Conflation is the act of merging two sets of ideas into one. One website explains it as “negative or careless blending of two otherwise disconnected ideas.” In recent usage it means to confuse two ideas or events as being the same thing. An example would be Kellyanne Conway and her recent statement that “two Iraqis came here to this country, were radicalized and they were the masterminds behind the Bowling Green massacre.” She most likely conflated the two Iraqi refugees in Bowling Green who pled guilty to terrorism in 2011 and the terrorist responsible for killing four marine recruiters in Chattanooga (which is NOT Bowling Green) in 2015. She mixed them up in her mind into one event, even though they were two separate events separated by 200 miles of geography and four years of time. That’s conflation.
I mention this because the Pope, the leader of the Roman Catholic Church, was guilty yesterday of conflating the morals and guidelines of the Bible given to individual people with the morals and guidelines of the Bible given to governments and nations.
The pope stated, “In the social and civil context as well, I appeal not to create walls, but to build bridges. To not respond to evil with evil. To defeat evil with good, the offense with forgiveness. A Christian would never say ‘you will pay for that.’ Never. That is not a Christian gesture. An offense you overcome with forgiveness. To live in peace with everyone.”
Is the pope wrong? Yes and no. While it is theologically correct that Christians are called to forgive, to live in peace with others, to defeat evil with good, and to build bridges, it is NOT theologically correct to conflate Christian ideals with civic policy and procedure.
Does this mean we should not promote Judeo-Christian values in our government? Not at all. I believe we should have a government that punishes certain sins (such as murder, rape, etc), not a government that forgives offenders continually. We should make laws that encourage people to live moral lives. But we should not expect the government to operate as an individual person should. For instance, Peter asked Christ how many times he should forgive his brother, and Christ’s response indicates that forgiveness should be limitless. Should this principle then be applied by the government when someone breaks the law repeatedly? No.
And that’s why we need a wall. We need secure borders so that we can enforce the rule of law among our own people. We need to keep people out who aren’t supposed to be here. I keep hearing about “the Christian thing to do” as it relates to foreign relations, immigration, etc. People who use those words to refer to the policies of the United States government are conflating guidelines given in the Bible to individuals with guidelines given to the government in general.
The United States is not a “Christian Nation.” It is a nation that has Christian citizens. Even if every single citizen was Christian, it would still not be a “Christian Nation”, it would be a nation made up of Christians. It seems like I’m splitting hairs, but it’s an important distinction. You see, being American does not have anything to do with your status with God as a Christian or non-Christian.

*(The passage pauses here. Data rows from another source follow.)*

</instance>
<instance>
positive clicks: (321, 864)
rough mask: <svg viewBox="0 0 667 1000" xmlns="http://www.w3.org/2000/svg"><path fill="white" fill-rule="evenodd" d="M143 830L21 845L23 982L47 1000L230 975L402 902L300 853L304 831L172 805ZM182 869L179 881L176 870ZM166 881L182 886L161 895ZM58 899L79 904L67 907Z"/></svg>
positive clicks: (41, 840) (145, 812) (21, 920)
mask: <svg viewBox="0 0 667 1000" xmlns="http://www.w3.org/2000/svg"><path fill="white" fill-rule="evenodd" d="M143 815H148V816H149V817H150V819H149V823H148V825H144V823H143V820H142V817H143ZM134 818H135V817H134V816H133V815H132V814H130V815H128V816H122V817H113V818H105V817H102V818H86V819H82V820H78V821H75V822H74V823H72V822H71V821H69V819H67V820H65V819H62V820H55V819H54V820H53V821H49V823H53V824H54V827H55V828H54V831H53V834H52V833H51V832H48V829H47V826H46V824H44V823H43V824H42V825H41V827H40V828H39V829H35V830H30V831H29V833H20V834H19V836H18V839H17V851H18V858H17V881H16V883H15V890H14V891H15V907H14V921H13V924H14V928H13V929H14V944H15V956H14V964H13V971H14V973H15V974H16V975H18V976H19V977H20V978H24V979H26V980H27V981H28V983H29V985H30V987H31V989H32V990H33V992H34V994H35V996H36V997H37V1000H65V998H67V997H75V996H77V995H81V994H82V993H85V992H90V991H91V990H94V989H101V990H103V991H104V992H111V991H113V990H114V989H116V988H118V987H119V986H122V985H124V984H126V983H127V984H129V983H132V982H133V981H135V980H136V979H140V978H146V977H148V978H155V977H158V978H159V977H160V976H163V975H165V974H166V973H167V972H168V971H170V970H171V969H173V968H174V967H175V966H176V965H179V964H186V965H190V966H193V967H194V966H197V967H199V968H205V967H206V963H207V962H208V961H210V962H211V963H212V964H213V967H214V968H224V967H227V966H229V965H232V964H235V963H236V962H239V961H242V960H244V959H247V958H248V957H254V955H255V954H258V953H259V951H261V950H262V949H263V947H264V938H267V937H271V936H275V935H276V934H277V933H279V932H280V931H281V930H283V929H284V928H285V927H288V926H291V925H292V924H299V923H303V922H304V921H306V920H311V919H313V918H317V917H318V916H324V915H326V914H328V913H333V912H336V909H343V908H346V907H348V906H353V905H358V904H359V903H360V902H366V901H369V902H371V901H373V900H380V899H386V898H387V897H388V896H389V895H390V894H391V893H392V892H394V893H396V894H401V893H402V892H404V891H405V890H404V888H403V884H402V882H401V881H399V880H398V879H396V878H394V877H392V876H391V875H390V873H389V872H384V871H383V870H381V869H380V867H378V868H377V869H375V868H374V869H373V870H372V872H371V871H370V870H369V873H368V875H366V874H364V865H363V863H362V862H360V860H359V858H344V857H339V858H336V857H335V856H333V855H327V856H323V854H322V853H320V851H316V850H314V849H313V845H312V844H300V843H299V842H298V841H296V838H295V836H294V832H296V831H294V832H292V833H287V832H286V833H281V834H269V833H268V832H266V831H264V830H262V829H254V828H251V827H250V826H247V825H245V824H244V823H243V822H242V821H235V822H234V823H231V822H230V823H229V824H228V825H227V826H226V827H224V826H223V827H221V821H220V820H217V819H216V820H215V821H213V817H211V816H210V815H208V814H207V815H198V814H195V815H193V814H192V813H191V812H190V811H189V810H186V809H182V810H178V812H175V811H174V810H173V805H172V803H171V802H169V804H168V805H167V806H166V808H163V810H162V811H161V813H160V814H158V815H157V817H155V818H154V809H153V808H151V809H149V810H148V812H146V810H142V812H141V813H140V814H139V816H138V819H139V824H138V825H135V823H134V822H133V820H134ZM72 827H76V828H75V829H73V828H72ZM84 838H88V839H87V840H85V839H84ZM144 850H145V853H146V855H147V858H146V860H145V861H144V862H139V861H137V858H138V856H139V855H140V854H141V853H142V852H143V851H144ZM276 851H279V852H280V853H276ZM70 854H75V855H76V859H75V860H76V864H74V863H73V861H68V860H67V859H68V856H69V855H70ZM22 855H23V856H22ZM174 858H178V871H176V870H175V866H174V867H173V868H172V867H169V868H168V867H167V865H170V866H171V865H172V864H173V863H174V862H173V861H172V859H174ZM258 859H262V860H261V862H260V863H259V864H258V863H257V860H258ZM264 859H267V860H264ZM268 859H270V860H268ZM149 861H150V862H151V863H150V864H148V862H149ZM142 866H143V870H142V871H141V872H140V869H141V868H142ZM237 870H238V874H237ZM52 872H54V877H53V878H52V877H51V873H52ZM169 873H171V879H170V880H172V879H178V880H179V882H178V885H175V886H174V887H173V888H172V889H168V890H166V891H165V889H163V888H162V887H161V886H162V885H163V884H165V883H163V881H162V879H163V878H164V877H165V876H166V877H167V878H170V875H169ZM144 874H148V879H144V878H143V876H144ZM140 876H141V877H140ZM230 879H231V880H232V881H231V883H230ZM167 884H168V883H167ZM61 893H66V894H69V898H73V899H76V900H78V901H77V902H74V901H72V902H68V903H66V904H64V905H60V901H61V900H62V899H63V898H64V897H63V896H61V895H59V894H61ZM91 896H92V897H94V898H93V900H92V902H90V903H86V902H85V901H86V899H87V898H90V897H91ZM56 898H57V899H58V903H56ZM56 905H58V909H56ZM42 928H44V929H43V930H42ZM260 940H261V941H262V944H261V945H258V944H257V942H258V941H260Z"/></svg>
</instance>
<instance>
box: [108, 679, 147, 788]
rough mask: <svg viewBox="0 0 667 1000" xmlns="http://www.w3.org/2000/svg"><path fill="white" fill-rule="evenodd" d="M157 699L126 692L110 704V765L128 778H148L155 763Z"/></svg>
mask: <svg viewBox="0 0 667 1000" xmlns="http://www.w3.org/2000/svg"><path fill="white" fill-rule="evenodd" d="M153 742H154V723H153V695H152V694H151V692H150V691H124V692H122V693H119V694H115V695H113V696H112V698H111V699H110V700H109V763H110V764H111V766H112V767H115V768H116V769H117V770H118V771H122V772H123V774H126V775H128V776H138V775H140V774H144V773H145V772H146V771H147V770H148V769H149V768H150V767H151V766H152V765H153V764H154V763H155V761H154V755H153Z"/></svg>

The United States is being invaded right now by people who don’t belong here. I know that on the surface that sounds racist, but it’s not. As an example, let’s just look at ethnic Mexicans. I’m saying that the American citizens of Mexican descent belong here, whereas those of Mexican descent who are NOT American citizens (or have permission from the government to be here) do NOT belong here. Now, is that racist? Obviously not. Ethnicity has nothing to do with my determination regarding who belongs here and who doesn’t. I am simply interested in protecting the rights of United States citizens from those who are here illegally.
I don’t agree with Trump on everything, but I do agree that we need to secure our borders. What to do about the people who are already here illegally is a different question, but the first step is to prevent any further influx. And in that the pope is wrong: as a country we should NOT be building bridges, we SHOULD be building walls.